Assessment of Sentinel-2 and Landsat-8 OLI for Small-Scale Inland Water Quality Modeling and Monitoring Based on Handheld Hyperspectral Ground Truthing

Abstract

This study investigates the best available methods for remote monitoring inland small-scale waterbodies, using remote sensing data from both Landsat-8 and Sentinel-2 satellites, utilizing a handheld hyperspectral device for ground truthing. Monitoring was conducted to evaluate water quality indicators: chlorophyll-a (Chl-a), colored dissolved organic matter (CDOM), and turbidity. Ground truthing was performed to select the most suitable atmospheric correction technique (ACT). Several ACT have been tested: dark spectrum fitting (DSF), dark object subtraction (DOS), atmospheric and topographic correction (ATCOR), and exponential extrapolation (EXP). Classical sampling was conducted first; then, the resulting concentrations were compared to those obtained using remote sensing analysis by the above-mentioned ACT. This research revealed that DOS and DSF achieved the best performance (an advantage ranging between 29% and 47%). Further, we demonstrated the appropriateness of the use of Sentinel-2 red and vegetation red edge reciprocal bands 1 / B 4 × B 6 for estimating Chl-a ( R 2 = 0.82 , RMSE = 14.52 mg / m 3 ).

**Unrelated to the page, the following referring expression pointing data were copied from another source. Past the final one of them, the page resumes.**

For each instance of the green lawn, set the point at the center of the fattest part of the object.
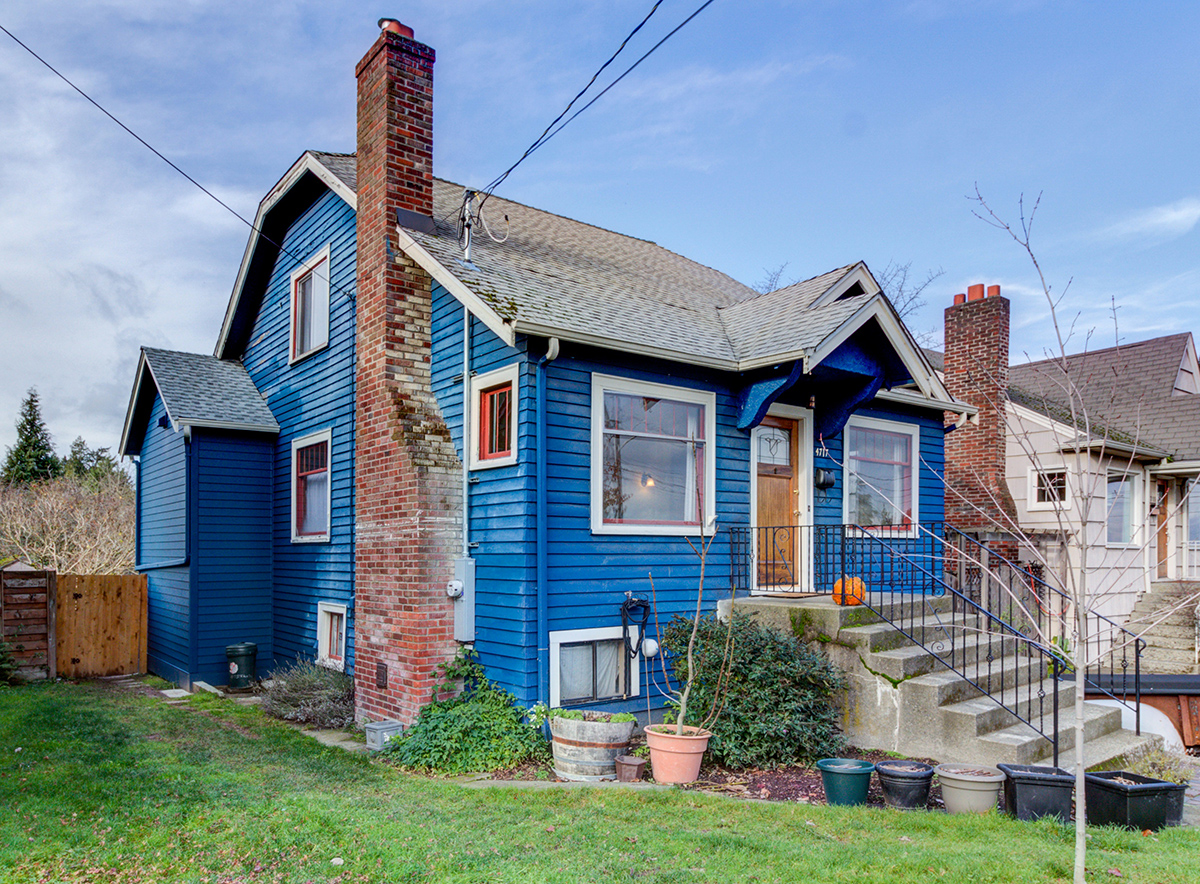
(97, 787)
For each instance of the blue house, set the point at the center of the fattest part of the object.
(436, 418)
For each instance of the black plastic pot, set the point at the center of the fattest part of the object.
(905, 783)
(1032, 792)
(1140, 804)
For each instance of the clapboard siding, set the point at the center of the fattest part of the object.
(233, 511)
(502, 503)
(310, 396)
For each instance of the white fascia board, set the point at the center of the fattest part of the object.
(898, 335)
(306, 163)
(909, 397)
(451, 283)
(858, 274)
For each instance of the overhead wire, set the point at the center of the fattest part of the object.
(166, 160)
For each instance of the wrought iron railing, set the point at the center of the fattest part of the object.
(997, 624)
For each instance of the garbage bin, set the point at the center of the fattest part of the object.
(241, 663)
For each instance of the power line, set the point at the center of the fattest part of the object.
(157, 154)
(547, 134)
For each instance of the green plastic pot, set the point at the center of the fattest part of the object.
(845, 780)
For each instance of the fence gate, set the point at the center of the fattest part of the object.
(27, 611)
(101, 625)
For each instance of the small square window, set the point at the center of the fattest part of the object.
(310, 306)
(592, 665)
(331, 635)
(492, 440)
(311, 491)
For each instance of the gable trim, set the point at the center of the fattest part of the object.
(306, 164)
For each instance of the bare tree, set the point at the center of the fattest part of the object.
(70, 524)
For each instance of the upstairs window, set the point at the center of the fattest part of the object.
(310, 488)
(652, 459)
(881, 474)
(495, 418)
(310, 306)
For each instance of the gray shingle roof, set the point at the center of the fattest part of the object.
(202, 391)
(1128, 389)
(581, 280)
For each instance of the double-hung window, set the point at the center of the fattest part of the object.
(881, 473)
(1120, 507)
(652, 457)
(495, 418)
(310, 306)
(310, 488)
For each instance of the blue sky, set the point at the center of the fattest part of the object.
(808, 133)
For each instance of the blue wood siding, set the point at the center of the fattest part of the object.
(312, 395)
(233, 569)
(502, 503)
(161, 539)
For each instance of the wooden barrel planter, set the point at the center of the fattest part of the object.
(586, 749)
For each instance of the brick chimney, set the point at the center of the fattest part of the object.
(977, 495)
(407, 480)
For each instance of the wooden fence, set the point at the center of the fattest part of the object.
(101, 625)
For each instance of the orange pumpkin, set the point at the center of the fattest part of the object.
(849, 590)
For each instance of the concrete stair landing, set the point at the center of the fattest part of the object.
(901, 698)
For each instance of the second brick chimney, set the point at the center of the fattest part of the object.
(407, 481)
(977, 495)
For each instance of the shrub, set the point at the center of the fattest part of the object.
(483, 728)
(778, 697)
(310, 693)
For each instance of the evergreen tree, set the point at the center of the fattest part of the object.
(33, 458)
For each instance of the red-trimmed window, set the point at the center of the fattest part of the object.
(312, 489)
(880, 476)
(496, 422)
(653, 463)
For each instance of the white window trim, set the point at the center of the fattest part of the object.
(1135, 521)
(297, 275)
(323, 611)
(325, 436)
(607, 383)
(478, 385)
(912, 430)
(1032, 504)
(597, 633)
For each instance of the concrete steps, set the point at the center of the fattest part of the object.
(903, 698)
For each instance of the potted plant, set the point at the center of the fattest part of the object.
(586, 744)
(1032, 792)
(905, 783)
(1135, 801)
(845, 780)
(970, 788)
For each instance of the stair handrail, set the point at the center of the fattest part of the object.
(1051, 660)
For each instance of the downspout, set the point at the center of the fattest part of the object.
(543, 539)
(466, 432)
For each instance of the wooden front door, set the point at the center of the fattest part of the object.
(779, 535)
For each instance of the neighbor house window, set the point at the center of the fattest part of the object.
(592, 665)
(331, 635)
(652, 457)
(310, 488)
(881, 473)
(495, 418)
(1120, 510)
(1048, 489)
(310, 306)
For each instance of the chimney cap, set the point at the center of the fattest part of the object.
(391, 24)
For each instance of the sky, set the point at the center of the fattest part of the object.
(762, 134)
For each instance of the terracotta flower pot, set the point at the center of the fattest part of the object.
(675, 758)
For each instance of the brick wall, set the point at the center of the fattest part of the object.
(408, 499)
(977, 495)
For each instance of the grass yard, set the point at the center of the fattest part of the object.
(106, 787)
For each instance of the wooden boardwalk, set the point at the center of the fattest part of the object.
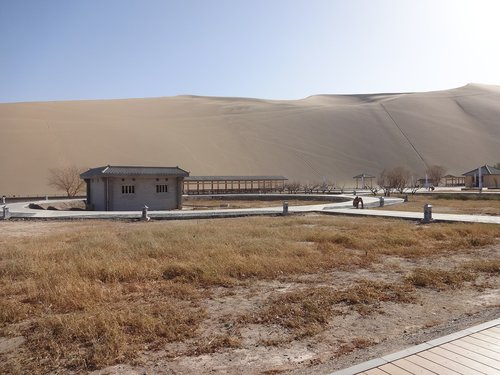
(474, 351)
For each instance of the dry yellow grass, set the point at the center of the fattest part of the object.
(486, 204)
(99, 293)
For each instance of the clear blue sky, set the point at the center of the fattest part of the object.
(277, 49)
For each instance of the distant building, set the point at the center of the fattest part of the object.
(364, 181)
(485, 176)
(233, 184)
(452, 180)
(122, 188)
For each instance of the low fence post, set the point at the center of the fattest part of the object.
(381, 202)
(6, 213)
(145, 216)
(427, 213)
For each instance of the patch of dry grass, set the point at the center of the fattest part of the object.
(486, 204)
(439, 279)
(93, 295)
(306, 312)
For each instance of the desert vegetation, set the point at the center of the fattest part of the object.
(67, 179)
(85, 295)
(477, 204)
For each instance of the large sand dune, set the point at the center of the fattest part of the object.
(332, 137)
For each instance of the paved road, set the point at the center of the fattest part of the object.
(21, 210)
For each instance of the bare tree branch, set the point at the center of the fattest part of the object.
(67, 179)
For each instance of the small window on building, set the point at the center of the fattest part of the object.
(161, 188)
(128, 189)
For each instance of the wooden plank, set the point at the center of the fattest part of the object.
(491, 333)
(495, 330)
(477, 357)
(393, 369)
(375, 371)
(482, 344)
(491, 340)
(449, 363)
(464, 360)
(476, 348)
(412, 368)
(430, 365)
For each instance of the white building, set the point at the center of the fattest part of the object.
(121, 188)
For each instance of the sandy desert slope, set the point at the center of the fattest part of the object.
(331, 137)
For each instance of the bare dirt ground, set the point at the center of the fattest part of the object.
(234, 338)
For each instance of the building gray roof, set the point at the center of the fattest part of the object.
(234, 178)
(120, 171)
(485, 170)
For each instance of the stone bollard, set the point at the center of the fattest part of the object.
(427, 213)
(6, 213)
(381, 202)
(285, 207)
(145, 216)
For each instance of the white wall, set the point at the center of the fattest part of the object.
(145, 194)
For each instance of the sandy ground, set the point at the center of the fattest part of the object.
(323, 137)
(351, 337)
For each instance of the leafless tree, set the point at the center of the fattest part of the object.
(292, 187)
(393, 179)
(67, 179)
(435, 173)
(374, 189)
(399, 178)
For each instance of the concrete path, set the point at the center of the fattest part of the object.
(21, 210)
(417, 215)
(475, 350)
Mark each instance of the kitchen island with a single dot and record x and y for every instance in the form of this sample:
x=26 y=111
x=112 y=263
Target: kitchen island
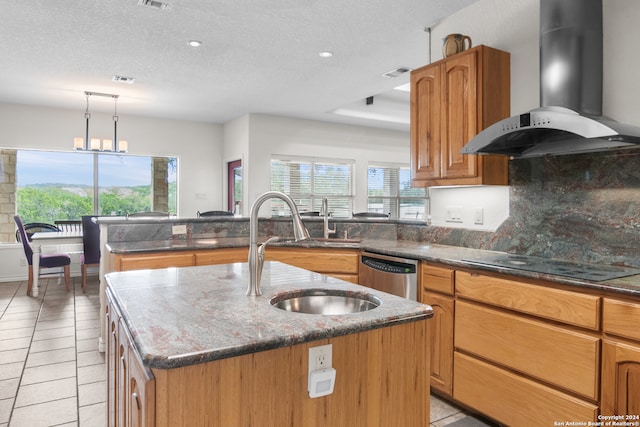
x=187 y=347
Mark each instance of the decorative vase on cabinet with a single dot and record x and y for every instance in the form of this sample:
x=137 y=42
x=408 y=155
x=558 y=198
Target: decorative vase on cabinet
x=451 y=101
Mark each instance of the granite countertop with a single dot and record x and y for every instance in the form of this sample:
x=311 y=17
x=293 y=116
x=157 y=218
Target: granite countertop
x=454 y=256
x=183 y=316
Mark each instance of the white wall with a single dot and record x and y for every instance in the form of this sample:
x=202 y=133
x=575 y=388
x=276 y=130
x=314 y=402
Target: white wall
x=236 y=147
x=269 y=135
x=198 y=146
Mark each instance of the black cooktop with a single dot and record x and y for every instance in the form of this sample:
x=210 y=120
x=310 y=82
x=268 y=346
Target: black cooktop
x=591 y=272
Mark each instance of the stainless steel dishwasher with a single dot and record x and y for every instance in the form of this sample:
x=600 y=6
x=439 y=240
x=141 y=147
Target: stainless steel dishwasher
x=389 y=274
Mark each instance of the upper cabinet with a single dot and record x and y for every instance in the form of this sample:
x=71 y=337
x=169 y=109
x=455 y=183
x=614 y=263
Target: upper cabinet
x=451 y=101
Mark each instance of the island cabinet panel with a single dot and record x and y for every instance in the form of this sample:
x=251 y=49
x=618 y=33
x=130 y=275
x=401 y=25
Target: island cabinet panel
x=513 y=400
x=130 y=385
x=141 y=392
x=621 y=360
x=339 y=263
x=112 y=320
x=563 y=357
x=568 y=307
x=620 y=379
x=451 y=101
x=152 y=260
x=222 y=256
x=269 y=388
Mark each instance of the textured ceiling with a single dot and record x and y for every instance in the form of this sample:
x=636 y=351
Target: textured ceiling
x=258 y=56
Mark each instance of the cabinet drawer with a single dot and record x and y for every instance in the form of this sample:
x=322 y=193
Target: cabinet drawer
x=134 y=262
x=321 y=261
x=437 y=279
x=568 y=307
x=562 y=357
x=222 y=256
x=513 y=400
x=621 y=318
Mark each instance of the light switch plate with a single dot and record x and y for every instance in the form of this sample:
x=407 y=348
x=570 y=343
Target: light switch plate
x=179 y=229
x=478 y=216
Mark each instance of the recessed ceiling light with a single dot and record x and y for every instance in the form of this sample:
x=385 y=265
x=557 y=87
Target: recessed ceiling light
x=154 y=4
x=404 y=88
x=397 y=72
x=123 y=79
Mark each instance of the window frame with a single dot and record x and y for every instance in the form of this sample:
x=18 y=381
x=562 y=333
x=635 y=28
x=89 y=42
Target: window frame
x=396 y=201
x=340 y=205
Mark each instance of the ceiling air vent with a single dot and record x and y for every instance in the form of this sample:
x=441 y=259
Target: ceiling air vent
x=123 y=79
x=397 y=72
x=154 y=4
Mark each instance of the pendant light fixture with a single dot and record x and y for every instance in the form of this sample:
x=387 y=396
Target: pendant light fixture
x=88 y=143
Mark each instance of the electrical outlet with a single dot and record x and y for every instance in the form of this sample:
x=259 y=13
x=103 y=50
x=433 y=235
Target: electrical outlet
x=478 y=216
x=179 y=229
x=321 y=376
x=320 y=358
x=453 y=214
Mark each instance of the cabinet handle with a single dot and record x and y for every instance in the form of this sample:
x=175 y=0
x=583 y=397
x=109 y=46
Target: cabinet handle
x=136 y=399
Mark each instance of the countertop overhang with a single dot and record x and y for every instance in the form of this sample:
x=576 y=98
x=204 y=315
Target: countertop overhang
x=455 y=256
x=183 y=316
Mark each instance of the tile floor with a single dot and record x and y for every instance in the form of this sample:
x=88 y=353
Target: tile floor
x=51 y=373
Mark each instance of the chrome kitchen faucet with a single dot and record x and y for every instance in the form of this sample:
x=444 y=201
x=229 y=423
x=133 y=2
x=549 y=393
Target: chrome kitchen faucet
x=256 y=253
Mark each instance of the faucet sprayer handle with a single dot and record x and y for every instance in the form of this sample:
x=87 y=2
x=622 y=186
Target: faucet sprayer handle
x=266 y=242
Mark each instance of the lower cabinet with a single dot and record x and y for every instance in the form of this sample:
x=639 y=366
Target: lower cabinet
x=621 y=359
x=187 y=258
x=437 y=284
x=515 y=400
x=130 y=385
x=621 y=379
x=338 y=263
x=526 y=352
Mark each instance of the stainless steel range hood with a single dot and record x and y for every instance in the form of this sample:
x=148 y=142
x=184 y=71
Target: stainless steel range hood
x=570 y=120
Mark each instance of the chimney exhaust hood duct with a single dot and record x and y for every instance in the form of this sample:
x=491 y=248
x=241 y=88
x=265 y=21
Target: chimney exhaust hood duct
x=570 y=119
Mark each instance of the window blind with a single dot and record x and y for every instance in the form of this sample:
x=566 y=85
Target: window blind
x=309 y=180
x=389 y=191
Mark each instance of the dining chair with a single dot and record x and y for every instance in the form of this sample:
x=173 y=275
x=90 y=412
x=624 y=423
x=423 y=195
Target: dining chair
x=90 y=257
x=47 y=260
x=68 y=225
x=148 y=214
x=35 y=227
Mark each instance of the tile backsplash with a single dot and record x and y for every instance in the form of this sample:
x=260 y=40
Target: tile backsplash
x=582 y=207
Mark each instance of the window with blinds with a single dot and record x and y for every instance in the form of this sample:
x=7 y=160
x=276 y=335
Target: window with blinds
x=390 y=192
x=309 y=180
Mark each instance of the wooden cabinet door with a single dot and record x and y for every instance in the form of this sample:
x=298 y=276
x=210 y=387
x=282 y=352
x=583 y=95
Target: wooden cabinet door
x=460 y=120
x=441 y=341
x=514 y=400
x=141 y=392
x=620 y=379
x=425 y=122
x=553 y=354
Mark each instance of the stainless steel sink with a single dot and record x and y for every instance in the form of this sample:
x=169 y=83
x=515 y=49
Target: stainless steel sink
x=328 y=302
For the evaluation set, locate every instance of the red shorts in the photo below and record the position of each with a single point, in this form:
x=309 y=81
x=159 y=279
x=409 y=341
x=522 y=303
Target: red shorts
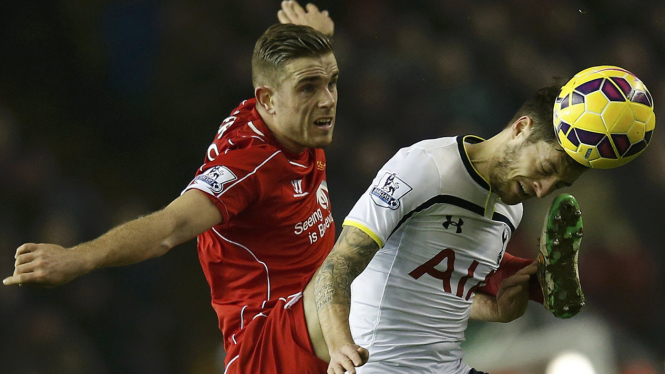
x=277 y=344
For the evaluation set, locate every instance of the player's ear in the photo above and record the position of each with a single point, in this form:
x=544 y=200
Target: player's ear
x=521 y=127
x=264 y=98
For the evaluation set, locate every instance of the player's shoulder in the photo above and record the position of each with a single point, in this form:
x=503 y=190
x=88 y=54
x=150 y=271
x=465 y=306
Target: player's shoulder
x=434 y=152
x=243 y=140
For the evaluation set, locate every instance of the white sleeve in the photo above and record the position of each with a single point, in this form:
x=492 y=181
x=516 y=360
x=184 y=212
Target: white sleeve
x=406 y=181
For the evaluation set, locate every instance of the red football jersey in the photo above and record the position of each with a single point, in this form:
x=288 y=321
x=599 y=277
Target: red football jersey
x=277 y=229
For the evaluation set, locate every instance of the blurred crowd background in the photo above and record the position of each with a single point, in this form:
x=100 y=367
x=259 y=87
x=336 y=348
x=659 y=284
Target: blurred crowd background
x=107 y=109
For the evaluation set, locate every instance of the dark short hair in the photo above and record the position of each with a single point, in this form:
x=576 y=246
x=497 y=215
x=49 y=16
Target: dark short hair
x=540 y=108
x=282 y=43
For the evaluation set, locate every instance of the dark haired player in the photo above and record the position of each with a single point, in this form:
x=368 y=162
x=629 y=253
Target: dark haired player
x=259 y=206
x=421 y=254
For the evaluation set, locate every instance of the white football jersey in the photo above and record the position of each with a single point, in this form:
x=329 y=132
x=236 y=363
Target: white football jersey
x=441 y=231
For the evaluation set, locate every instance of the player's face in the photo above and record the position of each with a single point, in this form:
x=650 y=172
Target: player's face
x=529 y=170
x=305 y=103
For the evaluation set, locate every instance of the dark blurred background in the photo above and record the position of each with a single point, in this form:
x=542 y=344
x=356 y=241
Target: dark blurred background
x=107 y=109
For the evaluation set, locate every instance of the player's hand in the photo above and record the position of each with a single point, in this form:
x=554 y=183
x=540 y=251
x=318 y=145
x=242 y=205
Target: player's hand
x=45 y=265
x=292 y=12
x=347 y=358
x=513 y=294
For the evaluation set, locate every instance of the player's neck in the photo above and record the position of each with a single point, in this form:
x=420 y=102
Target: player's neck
x=483 y=155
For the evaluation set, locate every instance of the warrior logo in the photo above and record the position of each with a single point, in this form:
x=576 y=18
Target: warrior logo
x=388 y=192
x=504 y=244
x=457 y=224
x=297 y=188
x=215 y=178
x=322 y=195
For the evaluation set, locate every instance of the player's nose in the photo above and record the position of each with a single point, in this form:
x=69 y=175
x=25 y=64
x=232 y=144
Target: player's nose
x=544 y=186
x=328 y=99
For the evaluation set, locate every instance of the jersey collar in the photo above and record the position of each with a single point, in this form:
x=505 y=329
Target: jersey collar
x=467 y=162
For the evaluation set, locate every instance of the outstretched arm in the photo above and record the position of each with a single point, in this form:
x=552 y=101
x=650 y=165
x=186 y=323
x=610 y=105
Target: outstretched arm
x=510 y=301
x=332 y=291
x=151 y=236
x=292 y=12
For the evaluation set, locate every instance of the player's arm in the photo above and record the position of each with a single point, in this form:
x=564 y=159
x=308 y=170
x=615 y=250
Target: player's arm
x=332 y=290
x=510 y=301
x=150 y=236
x=292 y=12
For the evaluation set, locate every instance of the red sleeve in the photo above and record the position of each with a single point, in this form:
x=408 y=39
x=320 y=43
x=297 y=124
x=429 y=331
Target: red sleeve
x=509 y=266
x=235 y=179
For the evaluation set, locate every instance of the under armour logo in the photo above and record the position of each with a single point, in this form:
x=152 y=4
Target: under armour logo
x=450 y=222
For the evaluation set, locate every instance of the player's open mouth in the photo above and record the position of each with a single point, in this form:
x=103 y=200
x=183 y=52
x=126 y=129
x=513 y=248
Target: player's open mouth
x=324 y=122
x=522 y=189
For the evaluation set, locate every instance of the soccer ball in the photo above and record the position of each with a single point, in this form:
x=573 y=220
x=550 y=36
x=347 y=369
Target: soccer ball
x=603 y=117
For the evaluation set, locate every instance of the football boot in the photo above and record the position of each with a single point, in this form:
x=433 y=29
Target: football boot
x=558 y=271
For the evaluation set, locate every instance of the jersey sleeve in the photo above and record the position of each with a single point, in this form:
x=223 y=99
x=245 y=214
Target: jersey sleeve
x=403 y=184
x=235 y=179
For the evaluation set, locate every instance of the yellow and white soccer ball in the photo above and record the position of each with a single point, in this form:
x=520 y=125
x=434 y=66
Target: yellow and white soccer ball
x=603 y=117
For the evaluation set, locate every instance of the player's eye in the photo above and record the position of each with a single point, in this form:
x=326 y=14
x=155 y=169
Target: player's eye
x=308 y=88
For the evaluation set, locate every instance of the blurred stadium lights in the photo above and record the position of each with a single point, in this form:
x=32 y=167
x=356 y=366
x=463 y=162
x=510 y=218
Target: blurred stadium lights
x=530 y=344
x=570 y=363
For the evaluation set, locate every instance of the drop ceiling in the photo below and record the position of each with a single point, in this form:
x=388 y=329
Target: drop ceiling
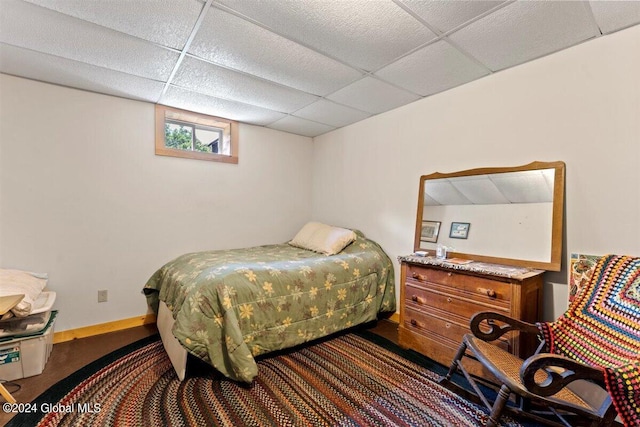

As for Landsat-8, red to near-infrared ratio ( B 4 / B 5 ) produced the best performing model ( R 2 = 0.71 , RMSE = 39.88 mg / m 3 ), but it did not perform as well as Sentinel-2. Regarding turbidity, the best model ( R 2 = 0.85 , RMSE = 0.87 NTU) obtained by Sentinel-2 utilized a single band (B4), while the best model (with R 2 = 0.64 , RMSE = 0.90 NTU) using Landsat-8 was performed by applying two bands ( B 1 / B 3 ). Mapping the water quality parameters using the best performance biooptical model showed the significant effect of the adjacent land on the boundary pixels compared to pixels of deeper water.